Callow and Walsh shook hands, always polite yet never friendly.
“Appreciated,” Callow said.
“No problem.”
“You get a take on this?”
“Nothing much. Looks like a robbery went down, someone got greedy, they had a falling out, and it all went to hell.”
“We’ll go see,” Callow said. He turned back after a moment. “You done?”
“Not until eight,” Walsh replied.
Callow and his partner headed for the storage unit. Walsh got back in his car and started the engine. As he pulled away he glanced back at the strange glow of the arc lamps that emanated from the doorway of the storage unit. Was there something that he missed about this? It had been there, hadn’t it? He’d felt it. Standing over those dead bodies, the blood spatter, the money sent in six different directions . . . the rush that came, that feeling in the base of the gut. Eighteen months in Homicide had taught him a great de
al, but also it had embittered him, given him an edge of cynicism. That was something he’d never wanted to keep, and thus he had moved on, just as he had at SWAT, the same thing that had prompted the transfer from New Jersey to New York.
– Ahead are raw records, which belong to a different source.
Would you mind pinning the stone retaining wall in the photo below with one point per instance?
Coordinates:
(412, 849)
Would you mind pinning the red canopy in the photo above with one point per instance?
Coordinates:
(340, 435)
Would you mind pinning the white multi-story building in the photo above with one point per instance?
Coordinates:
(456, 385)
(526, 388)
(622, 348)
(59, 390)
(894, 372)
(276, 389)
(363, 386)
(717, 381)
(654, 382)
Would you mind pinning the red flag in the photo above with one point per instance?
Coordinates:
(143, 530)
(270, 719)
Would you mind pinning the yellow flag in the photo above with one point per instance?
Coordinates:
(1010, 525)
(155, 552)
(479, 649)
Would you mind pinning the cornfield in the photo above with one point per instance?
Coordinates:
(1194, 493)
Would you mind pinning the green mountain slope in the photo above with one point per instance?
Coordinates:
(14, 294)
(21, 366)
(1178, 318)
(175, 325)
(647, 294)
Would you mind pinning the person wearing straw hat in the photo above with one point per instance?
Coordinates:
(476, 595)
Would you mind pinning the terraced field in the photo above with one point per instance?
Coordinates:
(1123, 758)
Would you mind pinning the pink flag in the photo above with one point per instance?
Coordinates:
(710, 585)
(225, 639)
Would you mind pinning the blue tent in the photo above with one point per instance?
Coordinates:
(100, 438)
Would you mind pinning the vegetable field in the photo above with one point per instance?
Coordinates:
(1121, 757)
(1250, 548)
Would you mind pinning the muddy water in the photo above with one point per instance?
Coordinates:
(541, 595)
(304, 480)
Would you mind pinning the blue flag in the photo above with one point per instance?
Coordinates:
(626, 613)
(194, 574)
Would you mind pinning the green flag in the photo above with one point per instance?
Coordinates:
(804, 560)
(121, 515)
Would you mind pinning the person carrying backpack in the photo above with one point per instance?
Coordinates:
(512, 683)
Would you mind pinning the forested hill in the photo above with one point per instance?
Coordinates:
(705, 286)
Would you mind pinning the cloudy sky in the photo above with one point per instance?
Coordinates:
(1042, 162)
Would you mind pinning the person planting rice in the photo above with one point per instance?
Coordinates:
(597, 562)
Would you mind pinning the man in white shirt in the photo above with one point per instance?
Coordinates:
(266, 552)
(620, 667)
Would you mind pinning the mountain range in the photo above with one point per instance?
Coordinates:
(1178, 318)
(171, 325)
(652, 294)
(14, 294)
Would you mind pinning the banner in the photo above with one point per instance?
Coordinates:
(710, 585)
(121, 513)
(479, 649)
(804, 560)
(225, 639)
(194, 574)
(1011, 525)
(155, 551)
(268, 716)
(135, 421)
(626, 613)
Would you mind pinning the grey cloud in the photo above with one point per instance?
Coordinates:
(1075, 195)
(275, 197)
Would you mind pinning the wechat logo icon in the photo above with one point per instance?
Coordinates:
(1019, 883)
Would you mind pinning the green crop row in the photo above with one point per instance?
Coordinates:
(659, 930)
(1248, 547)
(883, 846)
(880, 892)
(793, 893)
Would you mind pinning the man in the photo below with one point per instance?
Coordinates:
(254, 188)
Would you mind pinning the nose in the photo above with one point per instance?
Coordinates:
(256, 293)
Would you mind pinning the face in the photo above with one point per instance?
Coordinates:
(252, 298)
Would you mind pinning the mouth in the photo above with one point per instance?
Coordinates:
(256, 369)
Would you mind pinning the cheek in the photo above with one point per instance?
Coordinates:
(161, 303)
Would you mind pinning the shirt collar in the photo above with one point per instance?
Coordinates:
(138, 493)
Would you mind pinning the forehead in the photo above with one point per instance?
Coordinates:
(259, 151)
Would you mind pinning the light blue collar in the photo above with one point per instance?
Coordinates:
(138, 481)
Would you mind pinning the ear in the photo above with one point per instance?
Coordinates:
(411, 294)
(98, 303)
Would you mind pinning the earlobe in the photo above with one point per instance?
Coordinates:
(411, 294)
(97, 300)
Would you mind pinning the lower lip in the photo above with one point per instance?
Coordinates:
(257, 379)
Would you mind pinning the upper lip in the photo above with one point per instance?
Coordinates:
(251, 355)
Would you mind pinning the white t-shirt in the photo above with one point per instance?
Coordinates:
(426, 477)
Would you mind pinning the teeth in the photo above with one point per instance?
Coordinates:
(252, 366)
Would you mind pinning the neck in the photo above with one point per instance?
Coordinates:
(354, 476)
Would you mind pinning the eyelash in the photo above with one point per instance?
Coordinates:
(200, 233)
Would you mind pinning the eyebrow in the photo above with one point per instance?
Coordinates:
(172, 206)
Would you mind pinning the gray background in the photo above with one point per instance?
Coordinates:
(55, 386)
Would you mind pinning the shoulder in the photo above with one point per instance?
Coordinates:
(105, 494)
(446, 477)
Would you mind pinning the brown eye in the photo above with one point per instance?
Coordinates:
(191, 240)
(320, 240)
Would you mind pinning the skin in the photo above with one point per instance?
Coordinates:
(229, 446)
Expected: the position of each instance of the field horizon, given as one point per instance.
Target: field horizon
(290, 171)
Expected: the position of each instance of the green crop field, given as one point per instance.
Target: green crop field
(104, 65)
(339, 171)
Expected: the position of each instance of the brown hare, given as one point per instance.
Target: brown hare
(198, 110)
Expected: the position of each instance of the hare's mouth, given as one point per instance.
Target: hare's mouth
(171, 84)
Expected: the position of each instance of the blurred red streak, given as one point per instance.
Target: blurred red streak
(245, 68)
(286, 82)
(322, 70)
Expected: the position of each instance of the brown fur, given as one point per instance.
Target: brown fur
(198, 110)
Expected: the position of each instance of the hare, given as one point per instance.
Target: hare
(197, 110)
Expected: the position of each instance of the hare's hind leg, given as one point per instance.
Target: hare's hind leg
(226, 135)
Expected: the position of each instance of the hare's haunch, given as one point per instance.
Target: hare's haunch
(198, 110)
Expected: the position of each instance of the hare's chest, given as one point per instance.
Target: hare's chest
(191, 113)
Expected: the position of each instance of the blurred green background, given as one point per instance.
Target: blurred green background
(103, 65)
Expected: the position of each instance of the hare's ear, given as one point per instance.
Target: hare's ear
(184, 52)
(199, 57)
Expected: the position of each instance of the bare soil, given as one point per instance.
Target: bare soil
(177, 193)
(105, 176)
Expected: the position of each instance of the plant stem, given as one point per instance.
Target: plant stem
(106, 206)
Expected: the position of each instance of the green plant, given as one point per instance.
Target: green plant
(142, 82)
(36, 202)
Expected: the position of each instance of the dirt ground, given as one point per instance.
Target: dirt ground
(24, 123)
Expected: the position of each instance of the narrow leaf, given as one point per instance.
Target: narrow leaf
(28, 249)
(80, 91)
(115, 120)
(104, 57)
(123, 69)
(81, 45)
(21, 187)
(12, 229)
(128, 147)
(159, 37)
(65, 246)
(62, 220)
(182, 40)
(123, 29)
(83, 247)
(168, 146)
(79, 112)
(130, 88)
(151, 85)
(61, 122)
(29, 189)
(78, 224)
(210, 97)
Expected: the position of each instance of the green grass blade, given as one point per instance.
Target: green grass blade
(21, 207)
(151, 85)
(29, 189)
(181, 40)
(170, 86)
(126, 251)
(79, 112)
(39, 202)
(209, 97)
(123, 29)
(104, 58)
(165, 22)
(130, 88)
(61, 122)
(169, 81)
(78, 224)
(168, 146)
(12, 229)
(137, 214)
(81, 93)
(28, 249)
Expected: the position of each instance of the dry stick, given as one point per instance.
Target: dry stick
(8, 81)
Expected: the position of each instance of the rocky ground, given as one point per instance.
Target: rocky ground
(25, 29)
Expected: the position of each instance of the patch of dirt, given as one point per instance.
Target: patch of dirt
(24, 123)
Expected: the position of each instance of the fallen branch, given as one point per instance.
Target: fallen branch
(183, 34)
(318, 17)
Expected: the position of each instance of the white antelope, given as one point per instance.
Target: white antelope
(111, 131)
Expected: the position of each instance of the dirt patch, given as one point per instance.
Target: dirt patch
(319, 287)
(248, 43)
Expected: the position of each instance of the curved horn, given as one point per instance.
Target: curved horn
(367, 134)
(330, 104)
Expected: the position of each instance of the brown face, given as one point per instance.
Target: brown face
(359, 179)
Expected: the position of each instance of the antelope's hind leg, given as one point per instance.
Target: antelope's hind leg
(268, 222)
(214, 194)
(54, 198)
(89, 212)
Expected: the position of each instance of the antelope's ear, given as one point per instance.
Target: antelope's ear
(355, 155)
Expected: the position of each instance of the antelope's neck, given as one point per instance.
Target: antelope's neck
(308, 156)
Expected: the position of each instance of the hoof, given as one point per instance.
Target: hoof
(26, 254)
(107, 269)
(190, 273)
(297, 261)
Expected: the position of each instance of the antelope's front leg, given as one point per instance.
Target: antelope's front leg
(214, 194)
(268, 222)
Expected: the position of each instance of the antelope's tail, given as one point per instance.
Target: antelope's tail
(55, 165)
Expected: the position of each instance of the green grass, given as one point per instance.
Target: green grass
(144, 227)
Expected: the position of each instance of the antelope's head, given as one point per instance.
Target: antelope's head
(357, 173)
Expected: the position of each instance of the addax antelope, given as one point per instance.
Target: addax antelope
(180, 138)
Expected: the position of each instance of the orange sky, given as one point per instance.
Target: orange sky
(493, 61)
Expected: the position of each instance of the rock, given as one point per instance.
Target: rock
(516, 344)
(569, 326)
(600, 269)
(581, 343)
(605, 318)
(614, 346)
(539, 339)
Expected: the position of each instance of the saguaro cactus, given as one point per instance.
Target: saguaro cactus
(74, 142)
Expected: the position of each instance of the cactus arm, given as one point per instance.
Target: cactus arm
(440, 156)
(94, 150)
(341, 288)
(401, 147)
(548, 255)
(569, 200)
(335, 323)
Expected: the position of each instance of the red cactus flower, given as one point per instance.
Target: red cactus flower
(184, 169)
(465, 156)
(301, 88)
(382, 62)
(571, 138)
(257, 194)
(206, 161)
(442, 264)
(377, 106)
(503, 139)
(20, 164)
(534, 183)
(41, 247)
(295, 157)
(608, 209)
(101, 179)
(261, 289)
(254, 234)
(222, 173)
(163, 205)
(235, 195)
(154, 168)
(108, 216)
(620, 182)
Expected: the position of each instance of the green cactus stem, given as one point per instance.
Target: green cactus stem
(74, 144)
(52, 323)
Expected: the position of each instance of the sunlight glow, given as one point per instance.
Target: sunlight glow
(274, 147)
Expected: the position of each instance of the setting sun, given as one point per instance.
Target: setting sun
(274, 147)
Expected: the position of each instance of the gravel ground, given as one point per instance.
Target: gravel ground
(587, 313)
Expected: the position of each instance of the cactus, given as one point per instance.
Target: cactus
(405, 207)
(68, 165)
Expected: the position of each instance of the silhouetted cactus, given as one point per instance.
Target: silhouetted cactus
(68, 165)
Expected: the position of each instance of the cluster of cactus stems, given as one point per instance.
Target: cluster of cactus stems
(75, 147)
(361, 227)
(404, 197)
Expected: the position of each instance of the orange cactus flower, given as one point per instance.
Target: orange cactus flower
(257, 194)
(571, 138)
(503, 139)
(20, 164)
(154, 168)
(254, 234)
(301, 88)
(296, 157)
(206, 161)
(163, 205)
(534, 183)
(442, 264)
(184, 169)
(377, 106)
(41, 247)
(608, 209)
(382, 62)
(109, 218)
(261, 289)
It was the edge that was so visible in people like Callow, in Bryant and Harris and Madigan. And yet Madigan was something beyond even that. Madigan possessed something that was uniquely Madigan. Madigan, Walsh believed, was the best of them. He had a hell of an arrest record, a lot of people put away for a long time. But Madigan was also the hardest to deal with, the toughest to nail down, the quickest to vanish. Madigan was also the man Walsh believed he himself would have become if he had failed to see the signs. They were there, just like the signs on the freeway. Speed limits, stop signs, detours and diversions. There was a reason for those signs, and if you ignored them . . . well, if you ignored them then your career ceased to be a career and became simply a means by which the days and weeks could be made to disappear. Madigan had become such a man; so long a cop there was now no other life he could lead. Two divorces, two different sets of kids, more than likely living in some shitty little apartment, boxes in the hallway containing everything he owned, still there from the day he moved in. That was not a life, certainly not the kind of life Walsh wanted. And yet Madigan inspired a degree of respect, simply because he had not compromised that sense of purpose.
Walsh saw it in most of them—fifteen years in and they were worn out, half-beaten to death, suspicious of all offers of help, cynical not only about the law, but any real possibility of justice, forever angling for any kind of letup that would ease the pressure. And yet they kept on going, kept on doing the job, and they did it as best they could.
Walsh had been in twelve years already, and by the time he reached a decade and a half he wanted the gold shield, the rank, the office, the salary. He had convinced himself that he would not become another Callow, another Harris or Bryant, and certainly not another Madigan. And yet, even in convincing himself of this, he knew that he would never have what they had: a sense of pride in the simple fact that they hadn’t quit.